- Born: New York City, New York, U.S.
- Occupation: Singer-songwriter
- Years active: 2011–present

= Manting Chan =

American singer-songwriter

Manting Chan (陳文婷;) is a Hong Kong-American singer and songwriter. Since her debut EP album Musical Journey was released in July 2011 by Sony Music Hong Kong, Manting has been called the "musical theater princess" by the Hong Kong media because of her sweet-heavenly voice and her love for musical theater.

== Early life ==
Manting was born in New York City, New York, and raised on Long Island. Her father is Chinese-Indonesian and her mother, from Fuzhou, Fujian, China. As a young child, Manting had her sights on what she wanted to become.
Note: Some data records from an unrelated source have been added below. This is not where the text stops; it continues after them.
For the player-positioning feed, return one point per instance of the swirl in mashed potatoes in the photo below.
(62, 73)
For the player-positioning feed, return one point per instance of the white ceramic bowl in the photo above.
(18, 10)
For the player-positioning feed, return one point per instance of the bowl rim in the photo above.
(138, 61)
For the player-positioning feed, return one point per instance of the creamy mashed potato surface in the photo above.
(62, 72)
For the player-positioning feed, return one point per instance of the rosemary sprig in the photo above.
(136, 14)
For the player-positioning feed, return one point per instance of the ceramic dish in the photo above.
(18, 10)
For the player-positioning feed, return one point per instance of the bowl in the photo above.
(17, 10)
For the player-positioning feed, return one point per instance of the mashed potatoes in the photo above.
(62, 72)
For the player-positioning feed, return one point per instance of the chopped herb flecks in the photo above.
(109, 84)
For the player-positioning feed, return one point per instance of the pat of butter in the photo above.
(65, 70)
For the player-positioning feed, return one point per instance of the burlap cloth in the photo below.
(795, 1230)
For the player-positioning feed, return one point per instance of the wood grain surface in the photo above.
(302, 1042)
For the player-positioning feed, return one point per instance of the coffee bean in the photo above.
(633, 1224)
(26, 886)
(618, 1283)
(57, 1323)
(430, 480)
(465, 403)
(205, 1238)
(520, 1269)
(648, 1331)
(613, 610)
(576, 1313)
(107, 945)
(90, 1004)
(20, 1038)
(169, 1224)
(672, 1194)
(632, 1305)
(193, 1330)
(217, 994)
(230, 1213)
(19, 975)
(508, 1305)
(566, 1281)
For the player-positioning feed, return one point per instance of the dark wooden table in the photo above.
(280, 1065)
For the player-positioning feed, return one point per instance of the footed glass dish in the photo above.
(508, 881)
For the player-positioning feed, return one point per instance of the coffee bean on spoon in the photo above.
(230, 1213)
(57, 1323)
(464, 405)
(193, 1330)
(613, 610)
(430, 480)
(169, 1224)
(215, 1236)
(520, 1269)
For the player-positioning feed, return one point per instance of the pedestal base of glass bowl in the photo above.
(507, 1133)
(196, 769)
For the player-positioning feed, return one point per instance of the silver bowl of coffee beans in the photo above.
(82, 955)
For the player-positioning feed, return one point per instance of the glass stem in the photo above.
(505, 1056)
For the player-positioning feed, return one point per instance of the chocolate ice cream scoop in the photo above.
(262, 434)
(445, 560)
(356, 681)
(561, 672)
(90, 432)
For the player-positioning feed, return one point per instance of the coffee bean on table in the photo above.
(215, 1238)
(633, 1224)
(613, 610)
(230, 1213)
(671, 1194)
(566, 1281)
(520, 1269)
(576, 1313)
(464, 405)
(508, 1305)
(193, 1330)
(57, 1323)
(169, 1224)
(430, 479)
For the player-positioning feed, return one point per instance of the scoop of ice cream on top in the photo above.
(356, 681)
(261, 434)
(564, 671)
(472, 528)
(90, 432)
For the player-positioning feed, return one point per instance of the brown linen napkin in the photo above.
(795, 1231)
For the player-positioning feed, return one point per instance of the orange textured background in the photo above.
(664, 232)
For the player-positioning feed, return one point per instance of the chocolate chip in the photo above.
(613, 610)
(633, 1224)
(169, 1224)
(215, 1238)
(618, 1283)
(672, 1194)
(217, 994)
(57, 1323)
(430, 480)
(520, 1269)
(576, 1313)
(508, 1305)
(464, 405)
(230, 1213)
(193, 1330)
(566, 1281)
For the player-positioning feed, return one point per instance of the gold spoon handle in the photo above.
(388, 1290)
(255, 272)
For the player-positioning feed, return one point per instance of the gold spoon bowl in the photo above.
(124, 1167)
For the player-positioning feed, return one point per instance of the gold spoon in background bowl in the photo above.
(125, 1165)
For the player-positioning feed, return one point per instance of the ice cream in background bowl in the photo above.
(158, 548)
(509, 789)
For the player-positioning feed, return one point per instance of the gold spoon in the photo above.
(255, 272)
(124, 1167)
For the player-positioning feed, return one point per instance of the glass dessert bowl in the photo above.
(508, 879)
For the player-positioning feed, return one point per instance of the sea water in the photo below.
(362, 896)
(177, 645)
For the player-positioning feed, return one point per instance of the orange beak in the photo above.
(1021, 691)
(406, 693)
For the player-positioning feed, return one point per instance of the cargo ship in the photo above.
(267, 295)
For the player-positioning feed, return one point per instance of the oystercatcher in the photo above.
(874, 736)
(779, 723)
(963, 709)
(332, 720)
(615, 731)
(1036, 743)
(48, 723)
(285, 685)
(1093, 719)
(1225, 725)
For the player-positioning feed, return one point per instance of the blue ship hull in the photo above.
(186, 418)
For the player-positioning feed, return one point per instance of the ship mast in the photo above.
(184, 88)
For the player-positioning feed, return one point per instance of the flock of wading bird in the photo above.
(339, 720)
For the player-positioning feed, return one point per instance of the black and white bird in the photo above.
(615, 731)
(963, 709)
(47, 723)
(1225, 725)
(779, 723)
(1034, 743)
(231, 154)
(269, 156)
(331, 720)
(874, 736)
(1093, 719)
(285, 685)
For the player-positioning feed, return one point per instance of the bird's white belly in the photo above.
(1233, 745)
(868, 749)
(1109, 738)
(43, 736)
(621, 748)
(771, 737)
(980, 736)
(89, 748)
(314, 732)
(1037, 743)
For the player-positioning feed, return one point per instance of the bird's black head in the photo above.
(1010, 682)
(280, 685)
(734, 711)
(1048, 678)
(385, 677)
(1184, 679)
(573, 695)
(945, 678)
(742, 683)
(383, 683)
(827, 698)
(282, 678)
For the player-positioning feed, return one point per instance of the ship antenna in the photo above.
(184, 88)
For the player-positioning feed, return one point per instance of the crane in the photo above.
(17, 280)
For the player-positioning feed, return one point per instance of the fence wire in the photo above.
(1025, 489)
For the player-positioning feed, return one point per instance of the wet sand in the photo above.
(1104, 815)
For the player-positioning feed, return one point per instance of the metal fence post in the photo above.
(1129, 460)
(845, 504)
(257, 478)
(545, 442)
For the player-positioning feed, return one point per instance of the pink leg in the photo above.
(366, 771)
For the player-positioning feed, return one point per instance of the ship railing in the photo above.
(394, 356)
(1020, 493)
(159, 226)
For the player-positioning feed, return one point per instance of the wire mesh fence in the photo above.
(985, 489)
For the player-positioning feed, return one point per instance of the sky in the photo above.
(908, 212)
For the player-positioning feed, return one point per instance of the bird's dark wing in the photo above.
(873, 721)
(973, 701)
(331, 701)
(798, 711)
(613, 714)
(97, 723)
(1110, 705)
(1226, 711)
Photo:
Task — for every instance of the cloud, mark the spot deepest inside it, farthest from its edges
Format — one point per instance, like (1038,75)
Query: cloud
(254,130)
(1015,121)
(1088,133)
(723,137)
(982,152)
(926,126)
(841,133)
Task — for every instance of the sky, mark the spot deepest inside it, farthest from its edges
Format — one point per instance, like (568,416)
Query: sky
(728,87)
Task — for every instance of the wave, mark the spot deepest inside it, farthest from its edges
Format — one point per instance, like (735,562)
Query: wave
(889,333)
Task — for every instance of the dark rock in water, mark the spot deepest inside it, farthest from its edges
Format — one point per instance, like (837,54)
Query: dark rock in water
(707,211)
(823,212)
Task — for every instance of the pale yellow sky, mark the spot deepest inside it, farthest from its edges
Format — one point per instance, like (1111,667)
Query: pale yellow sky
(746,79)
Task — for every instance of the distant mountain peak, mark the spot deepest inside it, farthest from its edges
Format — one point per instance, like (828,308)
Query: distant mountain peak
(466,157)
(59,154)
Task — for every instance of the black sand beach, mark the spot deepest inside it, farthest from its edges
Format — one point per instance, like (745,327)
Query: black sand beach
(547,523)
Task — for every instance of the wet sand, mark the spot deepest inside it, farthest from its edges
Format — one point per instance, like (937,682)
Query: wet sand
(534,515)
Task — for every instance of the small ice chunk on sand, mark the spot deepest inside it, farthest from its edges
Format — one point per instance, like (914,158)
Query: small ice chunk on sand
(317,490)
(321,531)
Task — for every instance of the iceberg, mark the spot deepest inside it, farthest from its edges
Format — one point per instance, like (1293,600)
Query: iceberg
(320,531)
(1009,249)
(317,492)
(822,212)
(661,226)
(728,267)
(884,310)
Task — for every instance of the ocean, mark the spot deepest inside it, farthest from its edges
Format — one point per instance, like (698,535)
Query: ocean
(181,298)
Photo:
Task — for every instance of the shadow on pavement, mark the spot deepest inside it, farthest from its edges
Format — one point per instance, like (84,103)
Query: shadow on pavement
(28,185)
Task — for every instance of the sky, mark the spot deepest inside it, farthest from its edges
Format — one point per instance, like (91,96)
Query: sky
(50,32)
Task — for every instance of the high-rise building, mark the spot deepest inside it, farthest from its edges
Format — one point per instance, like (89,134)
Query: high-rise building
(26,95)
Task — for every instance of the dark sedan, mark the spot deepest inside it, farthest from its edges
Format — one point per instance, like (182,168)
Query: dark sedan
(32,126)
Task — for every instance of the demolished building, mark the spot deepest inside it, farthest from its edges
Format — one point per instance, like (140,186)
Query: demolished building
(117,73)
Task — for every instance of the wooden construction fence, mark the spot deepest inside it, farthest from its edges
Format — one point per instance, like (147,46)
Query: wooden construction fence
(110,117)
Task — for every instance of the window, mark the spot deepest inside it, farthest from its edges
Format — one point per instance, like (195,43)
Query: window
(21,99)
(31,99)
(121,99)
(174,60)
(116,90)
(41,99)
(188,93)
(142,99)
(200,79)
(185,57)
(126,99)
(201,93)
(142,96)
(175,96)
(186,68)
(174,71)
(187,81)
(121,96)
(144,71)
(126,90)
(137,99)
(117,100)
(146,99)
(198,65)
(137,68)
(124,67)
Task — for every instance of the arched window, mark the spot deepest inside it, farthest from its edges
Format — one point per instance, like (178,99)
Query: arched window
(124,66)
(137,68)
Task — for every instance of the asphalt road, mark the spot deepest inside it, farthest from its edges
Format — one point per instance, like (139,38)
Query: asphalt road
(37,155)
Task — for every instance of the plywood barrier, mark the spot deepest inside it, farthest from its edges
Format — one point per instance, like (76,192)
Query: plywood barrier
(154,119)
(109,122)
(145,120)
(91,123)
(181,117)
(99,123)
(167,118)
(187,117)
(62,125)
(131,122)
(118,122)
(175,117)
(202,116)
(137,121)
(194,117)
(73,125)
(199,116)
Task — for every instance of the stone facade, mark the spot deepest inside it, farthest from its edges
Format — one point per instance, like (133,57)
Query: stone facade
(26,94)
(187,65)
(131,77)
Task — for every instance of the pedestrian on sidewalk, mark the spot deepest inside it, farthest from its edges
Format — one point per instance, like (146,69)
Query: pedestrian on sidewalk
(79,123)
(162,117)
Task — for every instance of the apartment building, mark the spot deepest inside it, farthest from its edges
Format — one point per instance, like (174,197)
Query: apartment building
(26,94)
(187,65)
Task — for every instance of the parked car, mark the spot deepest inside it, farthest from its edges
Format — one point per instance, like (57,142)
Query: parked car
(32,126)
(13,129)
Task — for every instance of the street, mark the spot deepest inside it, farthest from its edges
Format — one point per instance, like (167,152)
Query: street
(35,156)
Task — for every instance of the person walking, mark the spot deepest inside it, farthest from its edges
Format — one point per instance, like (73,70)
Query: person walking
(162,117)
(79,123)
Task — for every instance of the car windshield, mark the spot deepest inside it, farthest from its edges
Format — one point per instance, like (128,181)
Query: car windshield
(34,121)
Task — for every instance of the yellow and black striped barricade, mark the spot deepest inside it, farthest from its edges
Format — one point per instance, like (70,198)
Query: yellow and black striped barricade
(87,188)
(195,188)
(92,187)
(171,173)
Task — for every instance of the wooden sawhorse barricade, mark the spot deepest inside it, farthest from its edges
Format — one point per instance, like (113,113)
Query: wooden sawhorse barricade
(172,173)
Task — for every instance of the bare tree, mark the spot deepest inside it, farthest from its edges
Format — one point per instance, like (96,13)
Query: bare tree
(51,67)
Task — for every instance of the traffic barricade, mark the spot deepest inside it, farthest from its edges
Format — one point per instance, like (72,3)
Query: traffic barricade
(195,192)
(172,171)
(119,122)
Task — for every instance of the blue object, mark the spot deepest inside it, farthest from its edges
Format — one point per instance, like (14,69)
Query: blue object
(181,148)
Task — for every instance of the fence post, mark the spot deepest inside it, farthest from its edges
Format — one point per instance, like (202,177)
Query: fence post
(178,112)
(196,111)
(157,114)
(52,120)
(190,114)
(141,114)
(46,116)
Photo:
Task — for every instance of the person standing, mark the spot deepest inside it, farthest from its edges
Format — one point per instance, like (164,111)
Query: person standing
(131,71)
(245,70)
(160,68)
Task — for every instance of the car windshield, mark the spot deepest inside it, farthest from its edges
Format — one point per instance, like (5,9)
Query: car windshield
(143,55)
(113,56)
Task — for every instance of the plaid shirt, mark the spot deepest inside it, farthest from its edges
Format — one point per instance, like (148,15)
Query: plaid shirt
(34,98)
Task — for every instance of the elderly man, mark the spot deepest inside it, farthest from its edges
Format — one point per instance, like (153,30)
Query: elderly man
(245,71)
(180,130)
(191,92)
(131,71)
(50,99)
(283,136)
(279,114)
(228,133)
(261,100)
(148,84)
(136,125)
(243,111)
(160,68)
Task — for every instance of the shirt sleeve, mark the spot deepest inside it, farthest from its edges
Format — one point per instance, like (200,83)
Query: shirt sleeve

It was either to be the first Asian-woman President of the United States or a singer. The event that changed her life was when Disney released Aladdin. It was the renowned song "A Whole New World" that made her choose the latter. She would sing the song and watch the movie every day for the entire school year. Manting entered the Metropolitan Opera Children's Choir at the age of 10 and was chosen by then music director, Elena Doria, to be one of the children singing in Puccini's La Boheme and later Khovanshchina, a Russian opera. It was then, Manting realized that she belonged to the stage.

== Career beginnings ==
Manting released her maiden EP album in July 2011 where she wrote music and lyrics to her song "A Boy". She also wrote the lyrics to the song "Our Time is Now" and "Feelings on Fire", which was featured in Barbara Wong's movie the Break Up Club (Fiona Sit and Jaycee Chan). C Kwan from 農夫 aka FAMA wrote "One Way Ticket" for Manting, which depicts her own story - buying a one way ticket to Hong Kong and creating a life there. Hanjin Tan 陳奐仁 helped with the music for "Good to be a Girl".

== Music Influences ==
Manting's main influences are Celine Dion, Teresa Teng 鄧麗君, and Luther Vandross. Musical Theater and Disney are her favorite genres, however, she is also very fond of Classical, AsianPop, Celtic, and Fado. She is able to sing in multiple languages including Cantonese, Mandarin, Japanese, Italian, Spanish, and English.